Does $\lim_{\lambda\to\infty} \sum_{n=1}^{\infty} a_n f_n(x)=\sum_{n=1}^{\infty} \lim_{\lambda\to\infty} a_n f_n(x)$?

Question

Does $\lim_{x\to\infty} \sum_{n=1}^{\infty} a_n f_n(x)=\sum_{n=1}^{\infty} \lim_{x \to\infty} a_n f_n(x)$?

Lets assume that $\lim_{x\to \infty} f_n(x)$ exists for each $n$, and that $\sum_{n=1}^{\infty} a_n f_n(x)$ converges uniformly on $\mathbb{R}$.

The reason I ask this question is because of the thread: Calculate $\lim_{|\lambda| \to +\infty} \int_{\mathbb{R}}f(x)|\sin(\lambda x)|dx $ Specifically Tolaso's answer.

This answer asserts that $\lim_{\lambda \to \infty}\sum_{n=1}^{\infty} \int_{a}^b \frac{(-1)^{n+1}}{4n^2-1}f(x)\cos(2n\lambda x)dx=0$ by the Riemann-Lebesgue Lemma, but as user Bungo points out, this requires the interchanging summation and limit.

One idea is to think along the lines of Abel's theorem, which states that if $\sum a_n x^n$ converges in $(-1,1)$ and if $\sum a_n$ converges, then $\lim_{x\to 1} a_n x^n=\sum a_n$.

Any comments and incomplete answers welcomed!

Answer 1

Let $(a_{n})$ be a sequence of real numbers and $(f_{n})$ a sequence of real-valued functions defined on $\mathbb{R}$. Suppose that:

(1) For each $n$, $f_n(+\infty):=\lim_{x\rightarrow+\infty}f_n(x)\in\mathbb{R}$ exists, and

$(2)$ $\sum_{n=1}^{\infty}a_{n}f_{n}(x)$ converges uniformly over $\mathbb{R}$.

Then $\sum_{n=1}^{\infty}a_{n}f_{n}(+\infty)$ converges and $\sum_{n=1}^{\infty}a_{n}f_{n}(+\infty)=\lim_{x\rightarrow\infty}\sum_{n=1}^{\infty}a_{n}f_{n}(x)$.

Proof: Denote $S_{n}(x)=\sum_{k=1}^{n}a_{k}f_{k}(x)$, $x\in(-\infty, +\infty]$. Firstly, we show that $\sum_{n=1}^{\infty}a_{n}f_{n}(+\infty)$ converges.
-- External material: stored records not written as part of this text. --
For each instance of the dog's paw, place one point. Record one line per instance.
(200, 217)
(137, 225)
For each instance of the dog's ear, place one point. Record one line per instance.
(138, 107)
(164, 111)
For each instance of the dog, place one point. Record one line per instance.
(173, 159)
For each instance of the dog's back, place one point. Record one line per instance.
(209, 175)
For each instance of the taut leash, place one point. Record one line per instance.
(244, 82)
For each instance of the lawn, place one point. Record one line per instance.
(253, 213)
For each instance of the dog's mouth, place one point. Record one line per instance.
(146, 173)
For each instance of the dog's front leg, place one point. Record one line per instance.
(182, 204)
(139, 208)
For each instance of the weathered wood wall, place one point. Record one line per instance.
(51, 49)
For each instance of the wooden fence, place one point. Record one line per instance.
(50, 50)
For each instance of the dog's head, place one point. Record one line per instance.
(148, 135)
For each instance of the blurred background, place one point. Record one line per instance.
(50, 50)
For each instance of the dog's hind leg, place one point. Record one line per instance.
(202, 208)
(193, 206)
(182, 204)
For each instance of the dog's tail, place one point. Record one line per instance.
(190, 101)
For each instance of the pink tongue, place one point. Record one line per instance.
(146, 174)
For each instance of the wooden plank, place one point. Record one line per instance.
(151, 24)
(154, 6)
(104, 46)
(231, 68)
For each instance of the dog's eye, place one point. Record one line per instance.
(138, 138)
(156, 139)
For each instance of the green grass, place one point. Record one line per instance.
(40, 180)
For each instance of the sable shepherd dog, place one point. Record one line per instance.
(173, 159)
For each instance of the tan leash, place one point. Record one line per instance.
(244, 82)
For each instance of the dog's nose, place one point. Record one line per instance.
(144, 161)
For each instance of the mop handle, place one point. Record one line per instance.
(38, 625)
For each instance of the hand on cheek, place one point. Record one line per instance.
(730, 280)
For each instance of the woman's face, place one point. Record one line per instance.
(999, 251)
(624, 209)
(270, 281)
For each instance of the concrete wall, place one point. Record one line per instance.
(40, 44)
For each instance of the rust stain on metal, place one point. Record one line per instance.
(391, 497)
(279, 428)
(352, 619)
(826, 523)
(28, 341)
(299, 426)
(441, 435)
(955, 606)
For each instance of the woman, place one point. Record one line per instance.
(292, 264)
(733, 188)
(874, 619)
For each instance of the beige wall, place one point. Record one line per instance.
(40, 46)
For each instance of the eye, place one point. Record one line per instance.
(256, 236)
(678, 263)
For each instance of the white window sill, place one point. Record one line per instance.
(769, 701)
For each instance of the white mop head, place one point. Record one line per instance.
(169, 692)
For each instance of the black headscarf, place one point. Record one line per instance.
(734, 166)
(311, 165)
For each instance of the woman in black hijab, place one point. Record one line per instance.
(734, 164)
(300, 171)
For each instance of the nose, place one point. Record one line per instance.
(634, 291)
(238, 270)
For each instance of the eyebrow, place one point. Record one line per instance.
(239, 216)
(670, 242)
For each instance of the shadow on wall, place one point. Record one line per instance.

Let $\varepsilon>0$ be arbitrary. By assumption (2), there exists $N\in\mathbb{N}$ such that $|S_{n+p}(x)-S_{n}(x)|<\varepsilon$ whenever $n\geq N$, $p\in\mathbb{N}$, $x\in\mathbb{R}$. Let $n\geq N$ and $p\in\mathbb{N}$ be arbitrary. Letting $x\rightarrow+\infty$, then we have: $|S_{n+p}(+\infty)-S_{n}(+\infty)|\leq\varepsilon$. This shows that $\left(S_{n}(+\infty)\right)_{n}$ is a Cauchy-sequence and hence it is convergent. That is, $\sum_{n=1}^{\infty}a_{n}f_{n}(+\infty)$ converges.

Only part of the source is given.